Renaud Séchan et Vincent Delerm, c’est le petit couple de la rentrée musicale. En septembre, on les a vu s’afficher ensemble dans le cyberclub le plus tendance de l’année 2006 : YouTube. En six clips aigres-doux, le duo s’affiche clairement complice, et exporte cette complicité jusque dans les charts où il caracole en tête des ventes d’albums. Comble de la hype en 3w, leur association marketing pousse même ses tentacules jusque sur Amazon, le site de vente en ligne, ou ceux qui désirent acheter le Rouge Sang de Renaud sont invités à se procurer Les Piqûres d’Araignées de son jeune comparse, et inversement.

Que Renaud, revenu sur le devant de la scène en 2002 avec son Boucan d’Enfer gluant d’humanisme, ne soit plus capable d’une écriture et de chansons aussi fortes dans l’acidité que dans la tendresse passe encore. La carrière de Renaud a commencé il y a plus de trente ans, et même Bob Dylan s’est affadi avec le fil des ans, alors on ne lui reprochera pas d’être moins vif, moins drôle et moins intelligent. On ne lui reprochera pas de ne pas être Brassens et d’avoir succombé aux trompettes de la renommée.
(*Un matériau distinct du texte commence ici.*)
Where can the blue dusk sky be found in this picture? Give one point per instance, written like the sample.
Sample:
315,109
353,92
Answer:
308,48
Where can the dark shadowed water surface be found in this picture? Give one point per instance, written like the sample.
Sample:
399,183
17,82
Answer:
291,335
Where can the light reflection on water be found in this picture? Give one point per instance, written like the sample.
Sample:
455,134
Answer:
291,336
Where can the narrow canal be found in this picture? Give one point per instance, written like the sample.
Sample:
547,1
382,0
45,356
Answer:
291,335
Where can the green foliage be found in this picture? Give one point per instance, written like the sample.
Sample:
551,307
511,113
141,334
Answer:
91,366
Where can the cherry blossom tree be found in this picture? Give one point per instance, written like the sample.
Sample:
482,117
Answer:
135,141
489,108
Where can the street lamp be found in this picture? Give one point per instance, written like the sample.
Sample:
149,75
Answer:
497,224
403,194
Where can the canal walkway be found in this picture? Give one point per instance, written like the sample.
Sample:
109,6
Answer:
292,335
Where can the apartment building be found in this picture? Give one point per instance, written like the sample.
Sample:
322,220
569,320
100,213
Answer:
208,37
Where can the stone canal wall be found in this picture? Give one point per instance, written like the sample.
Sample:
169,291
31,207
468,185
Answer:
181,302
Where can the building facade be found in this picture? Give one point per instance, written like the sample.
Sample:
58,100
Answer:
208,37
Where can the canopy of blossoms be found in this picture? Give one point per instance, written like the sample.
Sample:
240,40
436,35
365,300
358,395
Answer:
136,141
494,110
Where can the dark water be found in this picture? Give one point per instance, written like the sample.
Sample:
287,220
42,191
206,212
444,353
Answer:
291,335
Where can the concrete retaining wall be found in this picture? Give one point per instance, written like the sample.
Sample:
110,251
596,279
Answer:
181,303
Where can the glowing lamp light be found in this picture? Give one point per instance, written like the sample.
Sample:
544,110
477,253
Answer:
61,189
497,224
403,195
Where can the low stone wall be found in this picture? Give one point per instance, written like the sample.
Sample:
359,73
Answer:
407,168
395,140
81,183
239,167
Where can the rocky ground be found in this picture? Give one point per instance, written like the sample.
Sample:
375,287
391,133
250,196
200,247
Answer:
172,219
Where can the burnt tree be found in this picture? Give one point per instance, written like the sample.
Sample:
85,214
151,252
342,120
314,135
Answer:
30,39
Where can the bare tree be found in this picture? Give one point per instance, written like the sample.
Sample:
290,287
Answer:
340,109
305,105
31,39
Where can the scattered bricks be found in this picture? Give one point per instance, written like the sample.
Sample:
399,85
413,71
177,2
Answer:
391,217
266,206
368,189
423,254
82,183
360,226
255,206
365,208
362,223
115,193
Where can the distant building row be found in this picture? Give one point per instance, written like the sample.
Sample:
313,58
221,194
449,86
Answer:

Mais on lui reprochera « Les Bobos », on lui reprochera cette critique facile qui paraît avec 4 ans de retard, à l’époque où Technikart, le mag qui les a popularisé, s’interroge sur leur mise à mort, on lui reprochera cette charge d’un genre social qu’il a pratiquement inventé et dont il apparaît aujourd’hui comme le digne empereur, prenant sous son aile le bobo du 21e siècle par excellence : Delerm. On lui reprochera de citer Desproges dans sa chanson, pour se donner contenance, puis de nous asséner par derrière la chanson « J’ai retrouvé mon flingue », où selon ses propres dires à l’hebdo belge Telemoustique : « Je reflingue tous azimuts ! Comme je le dis dans cette chanson : « Tu verras que je bouffe encore du curé, du rabbin, du mollah » » comme si c’était vraiment important.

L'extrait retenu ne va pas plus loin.